My wife and I shoot pro and work the dickens out of our cards. The only real problems we had occurred early on when we were erasing rather than reformatting- a data issue rather than a mechanical malfunction. All fixed with reformatting, thankfully.
We have recently retired a bunch of older 1gb cards, not because they were failing but because they were so slow that they impinged on our productivity compared to newer cards.
We did learn something recently worth passing along. My wife inadvertently reformatted a card before downloading, but was able to recover the images by sending it off to LC Technology Interntional.
Subsequent to that we bought a couple of new SanDisk Extreme firewire card readers which came bundled with RescuePRO Deluxe disc recovery software, coincidentally produced by LC Technology. On installing that and exploring, we discovered a notice that has changed our reformatting methods.

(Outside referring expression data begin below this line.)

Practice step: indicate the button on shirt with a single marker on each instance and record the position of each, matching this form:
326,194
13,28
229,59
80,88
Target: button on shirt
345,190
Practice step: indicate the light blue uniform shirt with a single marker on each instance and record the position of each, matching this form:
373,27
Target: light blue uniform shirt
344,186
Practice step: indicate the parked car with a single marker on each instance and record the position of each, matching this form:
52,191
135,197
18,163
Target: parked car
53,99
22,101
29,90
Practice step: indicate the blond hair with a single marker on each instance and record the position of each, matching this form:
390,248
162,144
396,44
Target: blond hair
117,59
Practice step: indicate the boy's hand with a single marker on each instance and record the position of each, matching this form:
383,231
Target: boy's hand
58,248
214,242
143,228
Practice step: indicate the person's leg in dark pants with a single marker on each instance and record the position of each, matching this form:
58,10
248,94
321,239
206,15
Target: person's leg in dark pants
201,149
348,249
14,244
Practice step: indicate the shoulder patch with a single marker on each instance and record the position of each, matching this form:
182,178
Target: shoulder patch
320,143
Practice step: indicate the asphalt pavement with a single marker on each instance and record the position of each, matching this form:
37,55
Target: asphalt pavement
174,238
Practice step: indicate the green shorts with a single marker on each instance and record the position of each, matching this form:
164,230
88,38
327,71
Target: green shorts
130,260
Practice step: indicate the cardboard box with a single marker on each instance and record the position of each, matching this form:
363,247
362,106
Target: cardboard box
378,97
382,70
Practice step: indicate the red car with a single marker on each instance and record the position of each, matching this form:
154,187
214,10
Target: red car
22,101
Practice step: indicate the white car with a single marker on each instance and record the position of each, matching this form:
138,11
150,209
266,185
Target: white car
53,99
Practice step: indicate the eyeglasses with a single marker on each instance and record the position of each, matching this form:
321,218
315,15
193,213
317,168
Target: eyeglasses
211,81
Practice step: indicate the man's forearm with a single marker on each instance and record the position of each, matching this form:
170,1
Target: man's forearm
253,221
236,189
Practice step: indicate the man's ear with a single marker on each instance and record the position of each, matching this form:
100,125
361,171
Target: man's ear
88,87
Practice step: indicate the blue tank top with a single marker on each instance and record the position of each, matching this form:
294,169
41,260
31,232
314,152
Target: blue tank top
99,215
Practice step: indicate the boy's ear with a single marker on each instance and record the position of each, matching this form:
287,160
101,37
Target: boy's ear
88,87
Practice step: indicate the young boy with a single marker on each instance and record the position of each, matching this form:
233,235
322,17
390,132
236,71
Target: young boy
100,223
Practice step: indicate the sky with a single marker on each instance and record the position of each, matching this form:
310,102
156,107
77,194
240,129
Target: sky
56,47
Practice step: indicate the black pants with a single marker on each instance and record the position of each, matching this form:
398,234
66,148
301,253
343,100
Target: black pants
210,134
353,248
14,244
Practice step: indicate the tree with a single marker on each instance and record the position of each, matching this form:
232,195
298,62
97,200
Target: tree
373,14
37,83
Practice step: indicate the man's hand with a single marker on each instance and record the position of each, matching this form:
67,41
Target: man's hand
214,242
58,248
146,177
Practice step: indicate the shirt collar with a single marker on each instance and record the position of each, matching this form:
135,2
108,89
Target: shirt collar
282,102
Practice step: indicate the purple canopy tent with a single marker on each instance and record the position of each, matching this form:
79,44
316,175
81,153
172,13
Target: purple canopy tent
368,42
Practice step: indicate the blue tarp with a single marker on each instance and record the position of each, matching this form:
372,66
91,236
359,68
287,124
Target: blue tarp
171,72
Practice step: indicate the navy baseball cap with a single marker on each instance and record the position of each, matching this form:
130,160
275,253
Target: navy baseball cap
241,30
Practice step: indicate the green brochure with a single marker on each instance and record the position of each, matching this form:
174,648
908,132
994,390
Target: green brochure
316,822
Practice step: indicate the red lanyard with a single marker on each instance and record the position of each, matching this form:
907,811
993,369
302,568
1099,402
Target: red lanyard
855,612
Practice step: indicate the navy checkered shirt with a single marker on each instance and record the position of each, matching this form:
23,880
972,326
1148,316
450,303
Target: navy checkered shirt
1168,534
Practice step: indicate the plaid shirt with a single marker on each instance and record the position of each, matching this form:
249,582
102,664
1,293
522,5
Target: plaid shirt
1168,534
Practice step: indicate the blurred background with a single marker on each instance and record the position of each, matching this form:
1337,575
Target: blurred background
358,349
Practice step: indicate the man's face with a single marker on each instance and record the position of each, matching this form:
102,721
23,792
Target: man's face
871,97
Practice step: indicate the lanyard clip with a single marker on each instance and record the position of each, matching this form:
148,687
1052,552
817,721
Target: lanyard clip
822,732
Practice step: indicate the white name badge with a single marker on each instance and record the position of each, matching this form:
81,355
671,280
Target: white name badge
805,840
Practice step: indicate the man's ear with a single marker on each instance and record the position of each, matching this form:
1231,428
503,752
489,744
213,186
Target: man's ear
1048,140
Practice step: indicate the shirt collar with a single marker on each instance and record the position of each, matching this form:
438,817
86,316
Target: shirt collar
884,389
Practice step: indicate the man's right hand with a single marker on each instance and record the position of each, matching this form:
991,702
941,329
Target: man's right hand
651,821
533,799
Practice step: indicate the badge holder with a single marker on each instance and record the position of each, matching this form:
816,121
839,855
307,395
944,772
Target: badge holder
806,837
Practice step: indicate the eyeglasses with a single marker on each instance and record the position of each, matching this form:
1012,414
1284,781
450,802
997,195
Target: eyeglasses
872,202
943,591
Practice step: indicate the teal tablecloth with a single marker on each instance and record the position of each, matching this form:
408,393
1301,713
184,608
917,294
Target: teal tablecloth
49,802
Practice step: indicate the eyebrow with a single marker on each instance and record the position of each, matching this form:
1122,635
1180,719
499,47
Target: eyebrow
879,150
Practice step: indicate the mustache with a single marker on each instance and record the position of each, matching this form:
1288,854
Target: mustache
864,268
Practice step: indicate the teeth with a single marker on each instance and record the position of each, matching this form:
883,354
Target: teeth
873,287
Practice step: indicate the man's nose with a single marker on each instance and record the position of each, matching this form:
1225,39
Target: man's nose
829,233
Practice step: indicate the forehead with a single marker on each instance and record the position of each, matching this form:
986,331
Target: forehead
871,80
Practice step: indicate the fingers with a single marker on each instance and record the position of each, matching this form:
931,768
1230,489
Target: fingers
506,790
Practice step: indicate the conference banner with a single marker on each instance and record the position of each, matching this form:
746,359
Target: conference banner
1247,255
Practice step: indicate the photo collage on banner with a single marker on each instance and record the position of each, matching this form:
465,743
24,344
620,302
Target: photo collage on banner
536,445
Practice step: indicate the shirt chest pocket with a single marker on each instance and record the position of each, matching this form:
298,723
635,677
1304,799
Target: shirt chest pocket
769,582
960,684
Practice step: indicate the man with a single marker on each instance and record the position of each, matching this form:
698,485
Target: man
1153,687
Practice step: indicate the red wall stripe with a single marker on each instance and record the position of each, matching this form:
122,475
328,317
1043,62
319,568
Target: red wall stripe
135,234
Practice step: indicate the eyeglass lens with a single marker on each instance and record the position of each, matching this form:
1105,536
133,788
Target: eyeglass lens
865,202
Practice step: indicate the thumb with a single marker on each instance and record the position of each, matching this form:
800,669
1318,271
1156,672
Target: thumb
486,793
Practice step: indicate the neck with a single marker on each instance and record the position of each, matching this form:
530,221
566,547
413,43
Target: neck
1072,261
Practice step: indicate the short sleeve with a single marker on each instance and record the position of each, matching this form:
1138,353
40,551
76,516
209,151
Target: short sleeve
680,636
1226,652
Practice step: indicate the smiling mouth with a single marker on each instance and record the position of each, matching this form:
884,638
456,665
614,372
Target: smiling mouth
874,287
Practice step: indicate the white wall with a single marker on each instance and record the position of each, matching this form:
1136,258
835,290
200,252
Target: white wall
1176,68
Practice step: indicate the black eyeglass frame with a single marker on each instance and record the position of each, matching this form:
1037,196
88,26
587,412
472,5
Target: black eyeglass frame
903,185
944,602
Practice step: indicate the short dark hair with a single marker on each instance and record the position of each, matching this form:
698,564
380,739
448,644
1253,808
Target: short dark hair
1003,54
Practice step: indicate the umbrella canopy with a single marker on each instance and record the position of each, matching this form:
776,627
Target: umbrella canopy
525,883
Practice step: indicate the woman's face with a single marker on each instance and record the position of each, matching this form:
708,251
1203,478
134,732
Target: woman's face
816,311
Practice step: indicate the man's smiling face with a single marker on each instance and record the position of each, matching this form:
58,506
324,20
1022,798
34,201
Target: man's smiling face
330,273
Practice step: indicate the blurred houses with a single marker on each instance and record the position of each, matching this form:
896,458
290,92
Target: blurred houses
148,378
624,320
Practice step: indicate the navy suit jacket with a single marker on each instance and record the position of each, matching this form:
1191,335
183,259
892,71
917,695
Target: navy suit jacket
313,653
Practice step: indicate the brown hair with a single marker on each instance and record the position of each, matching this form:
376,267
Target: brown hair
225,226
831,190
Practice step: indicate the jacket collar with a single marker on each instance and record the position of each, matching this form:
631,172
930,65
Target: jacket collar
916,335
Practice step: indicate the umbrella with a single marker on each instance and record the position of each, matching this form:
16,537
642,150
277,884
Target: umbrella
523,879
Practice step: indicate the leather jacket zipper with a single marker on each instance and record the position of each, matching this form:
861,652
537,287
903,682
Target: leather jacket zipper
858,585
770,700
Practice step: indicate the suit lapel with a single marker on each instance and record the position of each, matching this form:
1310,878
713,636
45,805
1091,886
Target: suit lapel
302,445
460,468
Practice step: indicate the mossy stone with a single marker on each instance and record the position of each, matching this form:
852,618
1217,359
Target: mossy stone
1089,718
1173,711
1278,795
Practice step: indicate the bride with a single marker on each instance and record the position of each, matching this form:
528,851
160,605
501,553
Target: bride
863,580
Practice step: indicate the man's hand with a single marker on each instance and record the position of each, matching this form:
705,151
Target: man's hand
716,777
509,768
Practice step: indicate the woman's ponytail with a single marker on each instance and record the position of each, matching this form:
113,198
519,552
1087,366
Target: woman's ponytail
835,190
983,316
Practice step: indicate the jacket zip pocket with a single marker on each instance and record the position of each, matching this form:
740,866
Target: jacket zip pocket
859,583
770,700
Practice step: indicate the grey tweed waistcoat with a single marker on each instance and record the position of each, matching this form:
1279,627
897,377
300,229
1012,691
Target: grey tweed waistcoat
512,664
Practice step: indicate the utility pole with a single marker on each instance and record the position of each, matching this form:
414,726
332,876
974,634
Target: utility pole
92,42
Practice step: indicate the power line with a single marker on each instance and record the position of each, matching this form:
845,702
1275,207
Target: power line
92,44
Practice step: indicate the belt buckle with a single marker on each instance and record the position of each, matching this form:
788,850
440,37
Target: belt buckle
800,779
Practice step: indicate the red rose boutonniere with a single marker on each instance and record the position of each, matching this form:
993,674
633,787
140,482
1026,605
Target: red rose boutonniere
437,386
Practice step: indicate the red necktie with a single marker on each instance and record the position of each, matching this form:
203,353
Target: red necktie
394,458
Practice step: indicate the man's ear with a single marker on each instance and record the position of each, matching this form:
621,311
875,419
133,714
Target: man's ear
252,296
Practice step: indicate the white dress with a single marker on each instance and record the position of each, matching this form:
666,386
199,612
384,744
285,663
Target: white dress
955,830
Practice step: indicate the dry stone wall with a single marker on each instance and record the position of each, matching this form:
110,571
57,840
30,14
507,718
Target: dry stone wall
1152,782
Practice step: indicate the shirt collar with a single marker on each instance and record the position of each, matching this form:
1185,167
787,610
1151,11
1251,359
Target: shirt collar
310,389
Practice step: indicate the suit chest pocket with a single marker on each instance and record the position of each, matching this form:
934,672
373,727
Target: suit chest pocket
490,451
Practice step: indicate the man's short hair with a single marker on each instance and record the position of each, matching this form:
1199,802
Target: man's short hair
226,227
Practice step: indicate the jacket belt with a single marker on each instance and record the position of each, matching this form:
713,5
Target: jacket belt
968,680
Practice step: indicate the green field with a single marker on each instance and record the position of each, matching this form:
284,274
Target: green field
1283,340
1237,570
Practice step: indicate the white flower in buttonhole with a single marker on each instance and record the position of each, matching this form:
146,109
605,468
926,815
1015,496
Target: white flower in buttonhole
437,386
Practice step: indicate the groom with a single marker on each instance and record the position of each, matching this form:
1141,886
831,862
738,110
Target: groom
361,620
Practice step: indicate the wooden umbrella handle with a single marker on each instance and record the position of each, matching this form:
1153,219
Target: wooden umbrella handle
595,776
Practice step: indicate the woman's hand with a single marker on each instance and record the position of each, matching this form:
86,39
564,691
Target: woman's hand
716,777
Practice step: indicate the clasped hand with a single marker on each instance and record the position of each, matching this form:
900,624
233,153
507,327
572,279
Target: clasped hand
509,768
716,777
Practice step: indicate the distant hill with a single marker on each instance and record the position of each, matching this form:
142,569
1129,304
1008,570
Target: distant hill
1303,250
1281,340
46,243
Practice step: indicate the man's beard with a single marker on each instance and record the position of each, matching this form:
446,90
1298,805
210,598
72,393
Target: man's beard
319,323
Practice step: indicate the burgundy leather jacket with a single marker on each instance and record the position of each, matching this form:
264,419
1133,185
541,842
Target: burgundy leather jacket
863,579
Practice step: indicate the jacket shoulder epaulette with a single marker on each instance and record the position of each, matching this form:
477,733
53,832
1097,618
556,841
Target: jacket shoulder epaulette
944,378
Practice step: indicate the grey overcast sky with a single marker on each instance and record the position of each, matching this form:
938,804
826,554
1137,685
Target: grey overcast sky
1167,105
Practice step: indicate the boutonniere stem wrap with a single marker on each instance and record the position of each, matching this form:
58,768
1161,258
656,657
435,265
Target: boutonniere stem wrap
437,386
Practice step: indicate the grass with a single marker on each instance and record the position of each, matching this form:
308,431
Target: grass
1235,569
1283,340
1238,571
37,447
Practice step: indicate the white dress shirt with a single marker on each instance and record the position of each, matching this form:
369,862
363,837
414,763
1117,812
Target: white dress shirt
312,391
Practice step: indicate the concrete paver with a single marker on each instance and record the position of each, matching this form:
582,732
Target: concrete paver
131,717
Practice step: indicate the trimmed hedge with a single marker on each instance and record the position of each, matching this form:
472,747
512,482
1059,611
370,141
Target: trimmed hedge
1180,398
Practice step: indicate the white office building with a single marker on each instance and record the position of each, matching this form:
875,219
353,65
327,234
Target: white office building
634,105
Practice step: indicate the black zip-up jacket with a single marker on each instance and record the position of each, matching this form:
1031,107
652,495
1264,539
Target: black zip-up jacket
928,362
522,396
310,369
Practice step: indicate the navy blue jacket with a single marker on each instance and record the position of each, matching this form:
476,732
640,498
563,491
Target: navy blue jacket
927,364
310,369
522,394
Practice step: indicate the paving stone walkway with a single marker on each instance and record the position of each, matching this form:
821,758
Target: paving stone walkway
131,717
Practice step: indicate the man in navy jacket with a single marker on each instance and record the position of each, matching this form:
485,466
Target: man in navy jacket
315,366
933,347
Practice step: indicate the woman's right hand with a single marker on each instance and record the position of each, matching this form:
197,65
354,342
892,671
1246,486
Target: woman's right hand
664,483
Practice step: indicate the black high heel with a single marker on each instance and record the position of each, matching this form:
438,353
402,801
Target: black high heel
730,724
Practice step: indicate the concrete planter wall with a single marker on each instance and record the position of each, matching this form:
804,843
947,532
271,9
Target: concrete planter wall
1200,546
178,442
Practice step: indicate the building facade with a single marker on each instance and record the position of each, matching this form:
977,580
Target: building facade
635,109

They reported that some cameras reformat discs by completely wiping out the data rather than by simply making them unrecognizable, and that data could not be recovered from discs reformatted in that fashion. They recommended that in such cases discs should be reformatted in your computer rather than your camera as a matter of course. We did some testing and learned that our various D2X versions did in fact completely clean the discs, leaving nothing behind.
We realized that we were lucky that our disc had been reformatted on an older Fuji S2 rather than a D2X, and have subsequently stopped all reformatting on our D2X's as a safety recaution against future mishaps.
A diversion from your original question, but worthwhile passing along, I thought.
BTW- I'm taking LC Tech's word that the chips are actually wiped, rather than a case of limitations on their software. In either case, the effect is exactly the same, as the free software gives us file recovery capabilities at home. It was $150 to have the files recovered by them, a reasonable solution in that case with a high dollar shoot on the line, but not a solution I'd care to repeat as a matter of course.